Nicolas Portier : "Nos modèles de financement reposant sur la croissance des consommations ne peuvent plus fonctionner"

Dans le cadre du programme d'études sur la planification écologique porté par l'école urbaine de Sciences Po et l'Institut pour la recherche de la Caisse des Dépôts, Nicolas Portier, professeur affilié et par ailleurs consultant, après avoir publié un premier volet sur "la planification écologique au défi de la territorialisation", vient de remettre le deuxième volet de son rapport, consacré au financement des transitions. Outre la nécessité de "modèles économiques réinterrogés" – titre de cet opus –, l'expert revient sur l'importance d'une planification lisible et stable, nécessairement élaborée et mise en œuvre de concert avec les collectivités.

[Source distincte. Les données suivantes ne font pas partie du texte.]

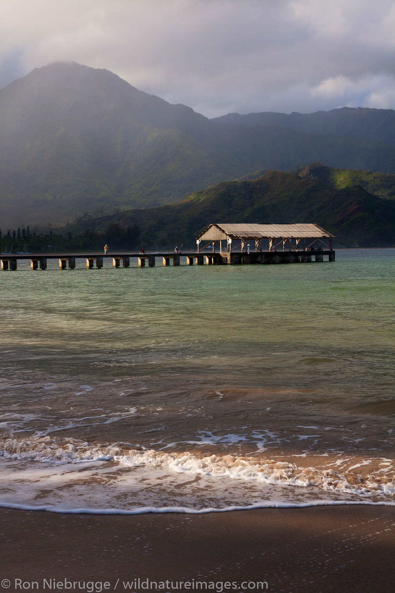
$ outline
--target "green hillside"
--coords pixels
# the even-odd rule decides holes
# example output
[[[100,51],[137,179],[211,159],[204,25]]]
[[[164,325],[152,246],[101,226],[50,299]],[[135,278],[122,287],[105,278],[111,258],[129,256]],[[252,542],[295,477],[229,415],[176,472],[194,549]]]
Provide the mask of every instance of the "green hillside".
[[[179,203],[130,210],[113,216],[80,219],[66,230],[111,222],[138,225],[140,241],[149,248],[183,244],[193,248],[197,234],[211,222],[316,222],[337,243],[395,243],[395,201],[371,195],[359,186],[335,189],[311,177],[270,171],[257,179],[219,183]]]
[[[106,70],[36,69],[0,90],[0,227],[170,204],[220,181],[304,162],[395,174],[395,145],[372,132],[392,129],[393,112],[365,110],[358,129],[358,110],[342,111],[341,121],[335,111],[320,116],[325,125],[300,129],[285,125],[284,114],[265,126],[224,123]],[[348,135],[338,133],[346,127]]]
[[[302,168],[298,174],[330,183],[336,189],[359,185],[369,193],[389,200],[395,199],[395,175],[353,169],[324,167],[320,162]]]

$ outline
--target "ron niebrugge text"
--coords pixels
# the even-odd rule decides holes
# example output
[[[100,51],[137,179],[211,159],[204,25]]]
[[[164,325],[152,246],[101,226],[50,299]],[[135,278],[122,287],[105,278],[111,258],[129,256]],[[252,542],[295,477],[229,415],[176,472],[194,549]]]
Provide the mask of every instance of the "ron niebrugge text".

Localtis - Si l'on devait retenir un seul enseignement de ce substantiel rapport, quel serait-il ?

Nicolas Portier - Je dirais la très forte sensibilité des modèles économiques à la pertinence des choix qui seront arrêtés, mais aussi à leur stabilité. Nombre de travaux macro-économiques évaluent les besoins de financement de manière assez globale et théorique. J'arrive pour ma part à la conclusion que les nouveaux modèles sont encore largement en construction, avec des incidences budgétaires des transitions qui dépendront de nombreux facteurs. Pour l'heure, je pense qu'il faut surtout veiller à la cohérence des options politiques et techniques pour conduire à bien, et à des coûts raisonnables, la planification écologique. Il faut se féliciter à ce titre des progrès rapides de l'évaluation du coût-efficacité des différents dispositifs, mais aussi des mesures de ce que l’on appelle les "coûts d'abattement du carbone" – même si j’explique pourquoi il faut raisonner au-delà de la seule métrique des émissions de gaz à effet de serre. Ce second rapport élargit le périmètre d’analyse au-delà du seul chantier des baisses d’émissions, pour prendre en compte les enjeux d’adaptation climatique, de biodiversité, de protection des ressources, comme l'eau… Sur divers chantiers, on s’aperçoit que les premières politiques publiques "volumétriques", souvent mal ciblées, ont pu produire des résultats décevants au regard de l’argent investi. Les révisions en cours de plusieurs dispositifs comme MaPrimeRénov', les certificats d’économie d’énergie, le bonus écologique… traduisent un souci de recentrage des aides. On peut le comprendre mais le problème vient du fait que lorsque les politiques sont mal conçues en amont, on ne cesse ensuite de les modifier en aval, au risque de désorganiser les filières et de coûter très cher.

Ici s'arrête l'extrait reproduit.